La journée ? Il ne pense jamais à tous ces prisonniers froidement exécutés, gazés, pendus et entassés dans d'immenses fossés. Pourquoi faudrait-il qu'il soit absolument bouleversé par toutes ces atrocités ? Après tout, Rudolf Höss n'a fait qu'appliquer les ordres. Hagard, Leon Goldensohn écoute son interlocuteur. Rudolf Höss affirme ne pas être un assassin puisqu'il n'a tué (directement) personne.

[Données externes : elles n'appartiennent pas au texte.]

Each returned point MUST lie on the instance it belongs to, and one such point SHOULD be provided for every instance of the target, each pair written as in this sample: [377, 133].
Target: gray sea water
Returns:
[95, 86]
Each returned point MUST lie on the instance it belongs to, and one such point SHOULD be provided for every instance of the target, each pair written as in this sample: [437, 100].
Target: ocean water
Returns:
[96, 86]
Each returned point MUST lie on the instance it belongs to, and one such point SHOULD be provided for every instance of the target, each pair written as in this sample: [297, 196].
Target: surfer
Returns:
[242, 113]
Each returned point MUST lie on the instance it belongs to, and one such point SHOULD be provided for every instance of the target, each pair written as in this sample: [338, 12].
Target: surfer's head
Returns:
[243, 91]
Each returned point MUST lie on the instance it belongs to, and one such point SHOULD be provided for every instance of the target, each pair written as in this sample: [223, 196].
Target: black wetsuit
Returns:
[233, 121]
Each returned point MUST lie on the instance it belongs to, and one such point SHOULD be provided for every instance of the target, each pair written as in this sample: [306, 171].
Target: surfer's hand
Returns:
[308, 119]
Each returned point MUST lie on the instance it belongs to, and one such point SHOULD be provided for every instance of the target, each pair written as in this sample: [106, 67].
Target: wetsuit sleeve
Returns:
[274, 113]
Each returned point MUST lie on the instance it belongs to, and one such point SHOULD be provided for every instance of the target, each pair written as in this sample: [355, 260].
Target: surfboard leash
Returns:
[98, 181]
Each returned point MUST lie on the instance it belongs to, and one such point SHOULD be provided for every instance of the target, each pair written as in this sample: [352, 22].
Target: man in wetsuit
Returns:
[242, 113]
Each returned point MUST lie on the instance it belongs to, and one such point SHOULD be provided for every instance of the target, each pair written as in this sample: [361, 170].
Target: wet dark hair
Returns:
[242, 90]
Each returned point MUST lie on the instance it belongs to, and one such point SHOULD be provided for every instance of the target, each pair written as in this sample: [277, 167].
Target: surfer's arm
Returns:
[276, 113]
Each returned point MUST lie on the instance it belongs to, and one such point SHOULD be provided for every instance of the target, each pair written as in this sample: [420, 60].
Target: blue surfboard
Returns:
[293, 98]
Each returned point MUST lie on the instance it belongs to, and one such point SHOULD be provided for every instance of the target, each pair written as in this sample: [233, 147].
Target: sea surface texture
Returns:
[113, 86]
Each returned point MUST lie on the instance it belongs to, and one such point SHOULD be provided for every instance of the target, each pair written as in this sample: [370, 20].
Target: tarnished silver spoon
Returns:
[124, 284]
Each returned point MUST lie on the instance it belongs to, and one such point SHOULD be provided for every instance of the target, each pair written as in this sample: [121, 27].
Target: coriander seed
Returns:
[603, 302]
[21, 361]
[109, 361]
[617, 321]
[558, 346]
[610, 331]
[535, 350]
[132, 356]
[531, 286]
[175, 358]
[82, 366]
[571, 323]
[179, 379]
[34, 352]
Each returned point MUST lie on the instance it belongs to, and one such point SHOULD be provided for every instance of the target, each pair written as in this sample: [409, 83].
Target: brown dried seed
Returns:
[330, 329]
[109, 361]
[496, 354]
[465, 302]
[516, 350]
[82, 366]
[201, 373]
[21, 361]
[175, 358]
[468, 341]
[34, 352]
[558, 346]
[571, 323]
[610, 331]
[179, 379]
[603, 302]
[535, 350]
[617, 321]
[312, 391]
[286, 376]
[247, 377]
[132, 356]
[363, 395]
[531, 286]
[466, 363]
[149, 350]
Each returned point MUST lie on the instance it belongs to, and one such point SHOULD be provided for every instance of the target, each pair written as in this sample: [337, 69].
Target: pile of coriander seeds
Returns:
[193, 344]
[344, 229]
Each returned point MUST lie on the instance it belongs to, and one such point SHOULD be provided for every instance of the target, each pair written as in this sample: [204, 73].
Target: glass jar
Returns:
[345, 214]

Ce sont les autres (les colonels et les commandants) dans les camps de la mort qui ont appliqué la logique fallacieuse d'Hitler et du IIIe Reich. Quatrième et dernier entretien : Julius Streicher. Rappelons qu'il est le fondateur du journal nazi “Der Stürmer”. Par conséquent, il est un antisémite convaincu et surtout le plus virulent de tous les accusés. A l'inverse de ses collègues, il n'est pas choqué par les vidéos tournées par les Russes. Oui, les juifs et les prisonniers étaient bien exécutés, pendus et gazés dans les camps de la mort. En revanche, il affirme ignorer l'extermination de femmes et d'enfants et nie toute implications dans ces crimes, qu'il juge sauvages et barbares. Un oxymore.
Comme tous les autres prisonniers, il subit un test d'intelligence et il est le dernier sur la liste. Julius Streicher souffre d'un léger déficit mental.
Leon Goldensohn et ses collègues s'interrogent alors sur son degré de responsabilité. Est-il conscient de ce qu'il a fait ? Ou est-il totalement azimuté ? Après plusieurs batteries de tests, le verdict est sans appel. Non, Julius Streicher n'est pas fou et ne souffre d'aucune forme de psychasténie mentale. C'est aussi l'une des grandes révélations de ces différents interrogatoires. Alors que tout le monde s'attendait à voir et/ou à entendre des bourreaux et des psychopathes monstrueux, Göring et ses comparses apparaissent comme des bureaucrates vétilleux et soucieux d'appliquer l'idéologie méphitique d'Adolf Hitler.
Ils ne seraient finalement que des techniciens et des experts de l'horreur n'éprouvant (encore une fois) aucune culpabilité. Autrement dit, ce documentaire et les écrits de Leon Goldensohn n'apportent pas vraiment de réponse sur la triste personnalité de ces bourreaux "nazillards". A contrario, ses notes permettent d'éclaircir les zones d'ombres sur ces hommes transmutés en véritables érudits de la barbarie orchestrée par le IIIe Reich. Jusqu'à leur mort, jusqu'au bout, ils seront restés des nazis.